DevOps Blog - Nicolas Paris

Kubernetes and Google Cloud Container Registry

KubernetesDevOps

We want an read access to a private Google Cloud Container Registry for a Kubernetes Deployment, we'll see for Helm here as well.

Service Account Key

First, you need to create a service account in GCP.

About rights, I might gave something too broad, but is seems that I needed something like that:

storage.buckets.get
storage.objects.create
storage.objects.delete
storage.objects.get
storage.objects.list
container.clusters.get
container.clusters.get
container.configMaps.create
[...]

Create a Kubernetes Secret

The idea is to add a secret inside the cluster.

kubectl create secret docker-registry gcr-io   --docker-server eu.gcr.io   --docker-username _json_key   --docker-email xxx@xxx.iam.gserviceaccount.com     --docker-password="$(cat ./docker.json)"

This will give you something like that:

$ k describe secret/gcr-io
Name:         gcr-io
Namespace:    default
Labels:       <none>
Annotations:  <none>

Type:  kubernetes.io/dockerconfigjson

Data
====
.dockerconfigjson:  5718 bytes

Kubernetes Deployment

Let's simplify it.
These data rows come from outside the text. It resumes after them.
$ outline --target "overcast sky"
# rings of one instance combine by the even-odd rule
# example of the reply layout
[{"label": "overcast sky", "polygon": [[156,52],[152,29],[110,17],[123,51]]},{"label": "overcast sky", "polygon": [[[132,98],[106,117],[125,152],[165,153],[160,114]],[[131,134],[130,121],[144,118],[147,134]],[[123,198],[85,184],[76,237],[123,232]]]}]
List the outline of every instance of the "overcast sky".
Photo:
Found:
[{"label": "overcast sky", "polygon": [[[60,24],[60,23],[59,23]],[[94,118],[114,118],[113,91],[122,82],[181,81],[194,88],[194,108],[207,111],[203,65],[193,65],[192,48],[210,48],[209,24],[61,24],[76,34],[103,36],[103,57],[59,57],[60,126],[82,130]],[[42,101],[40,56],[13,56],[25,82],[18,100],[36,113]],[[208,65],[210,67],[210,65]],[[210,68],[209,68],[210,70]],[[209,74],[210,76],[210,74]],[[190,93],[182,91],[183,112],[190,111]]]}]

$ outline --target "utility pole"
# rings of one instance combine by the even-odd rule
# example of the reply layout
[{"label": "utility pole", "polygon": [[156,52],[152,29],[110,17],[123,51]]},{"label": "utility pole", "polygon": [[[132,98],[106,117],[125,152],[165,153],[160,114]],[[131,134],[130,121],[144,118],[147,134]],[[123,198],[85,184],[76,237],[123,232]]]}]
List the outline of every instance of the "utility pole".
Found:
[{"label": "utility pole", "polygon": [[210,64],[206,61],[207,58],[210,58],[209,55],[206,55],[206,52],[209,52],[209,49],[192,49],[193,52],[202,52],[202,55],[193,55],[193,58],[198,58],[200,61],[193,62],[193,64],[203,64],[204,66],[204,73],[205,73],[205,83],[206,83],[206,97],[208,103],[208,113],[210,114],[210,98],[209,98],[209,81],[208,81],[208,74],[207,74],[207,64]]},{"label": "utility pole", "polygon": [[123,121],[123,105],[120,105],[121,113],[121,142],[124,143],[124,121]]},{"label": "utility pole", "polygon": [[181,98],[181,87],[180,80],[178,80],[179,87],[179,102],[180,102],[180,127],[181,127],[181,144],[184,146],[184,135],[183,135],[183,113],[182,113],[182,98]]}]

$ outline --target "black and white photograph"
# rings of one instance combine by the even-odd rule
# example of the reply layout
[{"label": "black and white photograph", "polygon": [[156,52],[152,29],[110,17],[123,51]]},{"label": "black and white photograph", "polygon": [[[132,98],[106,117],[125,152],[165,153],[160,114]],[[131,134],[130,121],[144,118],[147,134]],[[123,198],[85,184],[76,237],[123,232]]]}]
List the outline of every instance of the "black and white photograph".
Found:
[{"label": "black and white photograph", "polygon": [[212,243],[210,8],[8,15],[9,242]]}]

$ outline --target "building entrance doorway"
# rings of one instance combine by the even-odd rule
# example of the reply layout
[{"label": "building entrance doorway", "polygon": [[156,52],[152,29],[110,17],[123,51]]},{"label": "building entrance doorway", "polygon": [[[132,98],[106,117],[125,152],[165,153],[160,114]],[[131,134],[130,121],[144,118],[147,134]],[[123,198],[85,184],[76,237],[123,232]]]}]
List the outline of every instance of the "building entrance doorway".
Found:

The important bit is ImagePullSecrets.

apiVersion: apps/v1
kind: Deployment
metadata:
name: foo
spec:
replicas: 1
selector:
matchLabels:
- foo
template:
metadata:
labels:
- foo
spec:
imagePullSecrets:
- gcr_io
containers:
- name: nginx
image: nginx
ports:
- name: http
containerPort: 80
protocol: TCP

With Helm

It's ready to be inject in the default template, just add in the values.yaml

imagePullSecrets:
- name: gcr-io

It's not difficult to add your Kubernetes Cluster rigths to read the Google Cloud Container Registry.